It's been over a month since I've had a chance to write anything here. Part of that was due to being away for a week at the Music for People Art of Improvisation workshop in Fredonia, NY. It was a fun and interesting time, which I would recommend to experienced/professional level instrumental and vocal musicians of any genre.
Music for People is a nonprofit organization that promotes self-expression through music and improvisation (one of their favorite sayings is "There are no wrong notes"), which grew out of cellist David Darling's performances and workshops. Every morning at the workshop we had a whole-group class (about 60 people) led by David along with other trained musician/facilitators, followed by break-outs into facilitated groups of 8-10 players, and then into self-guided quartets. At each of these levels there was plenty of opportunity to play - and it was ALL improv (the closest to non-improv were a few sets of playing over some jazz standards).
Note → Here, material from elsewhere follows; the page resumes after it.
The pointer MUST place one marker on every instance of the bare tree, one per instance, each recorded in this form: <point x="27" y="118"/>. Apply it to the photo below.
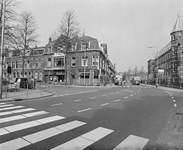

There were a number of violinists, violists and cellists attending, as well as every other type of musician (much was made of the attendance of four brass players, a record number). I was the only electric violinist - one of the cellists also had a Yamaha Silent Cello. There were some guitarists and an electric bass with amps. I was really glad I had my battery-powered Pignose amp, since I didn't need to struggle to get near an electric outlet if I just wanted to play straight through it (which I did mostly, after wiping myself out the first day carrying the violin, amp, and GT-3 around in the steamy heat).
One really great part of the workshop was that we all had a 90-minute session (in groups of 6-8 players) with their professional recording studio setup to record whatever improvisations we wanted. Three of the four MP3 samples currently posted on my performing page came from my session. Also, the engineers recorded most of the lectures and playing that took place in the main classroom space, so I didn't have to try to record with my small cassette recorder. For about $75 I got 23 CDs of the week (the classes plus everyone's recording sessions) - a great deal!
The best part of the experience for me was that I got to play (a LOT) with other very competent musicians, and to realize/confirm that I can more than hold my own in very varied musical situations (e.g., where else would I ever get to improvise over Boomwackers, a children's rhythm toy?!).
Another piece of news: I'm getting a new, very impressive amp! Meredith and I went amp shopping last Saturday with the assistance of sound engineer/DJ Matt Mascolo. We first checked out the Zeta AP-12 and Acoustic Image Coda-R, which were being sold for string players at Rayburn's in Boston. Both were reasonable, though neither worked very well for my acoustic with Fishman pickup.
Then we went to Guitar Center and tried a SWR California Blonde and some Trace Elliots. Although I'd read some good reviews by violinists on the Blonde and its little cousin the Strawberry Blonde, we were disappointed in its sound for both of our electrics. But the Trace Elliot TR50R and TR100R both had great sound, and lots of EQ possibilities (5-band, plus an adjustable notch filter, etc.). Of course they were the most expensive amps we were considering!
Meredith decided she liked the 100W, and I was quite taken with the 50W - I don't have a really loud band to play with yet, and though the 4 drivers of the 100W did sound richer than the 2 driver 50W, the latter was no slouch, either, so I couldn't see spending $450 more right now. Fortunately I had printed out their listing on Musicians Friend (which is owned by Guitar Center), because the online prices were $20 less for the 100W and $50 less for the 50W than what was posted in the store, and Guitar Center will honor those web prices. We negotiated even better prices on the floor models, but I decided to have them order me a fresh one because the 50W was missing several knobs and otherwise very shopworn, so a $50 savings wasn't worth it.
Now I'm waiting to find out when my amp will get shipped from Trace Elliot - still wondering why Guitar Center would have floor models but nothing in their warehouse: is the economy so bad they don't think anyone will put out the $ for high-end equipment? People had also warned me that the staff there tended to assume in a mixed-gender group it was always the man who was buying the gear. We got a little of that from a manager who assumed Matt was the shopper, but the weirder assumption surfaced later, when I called our salesman to inquire if they had a delivery estimate for me yet: he had assumed that Meredith was my daughter! Technically, I guess I am old enough for that to be possible, if I'd gotten pregnant around the end of high school.... maybe I should think about coloring my now-abundant gray hairs (though I hate the thought of committing to regular dye-jobs to cope with roots); or maybe I can just assume it's not that I look old, but that Meredith looks young!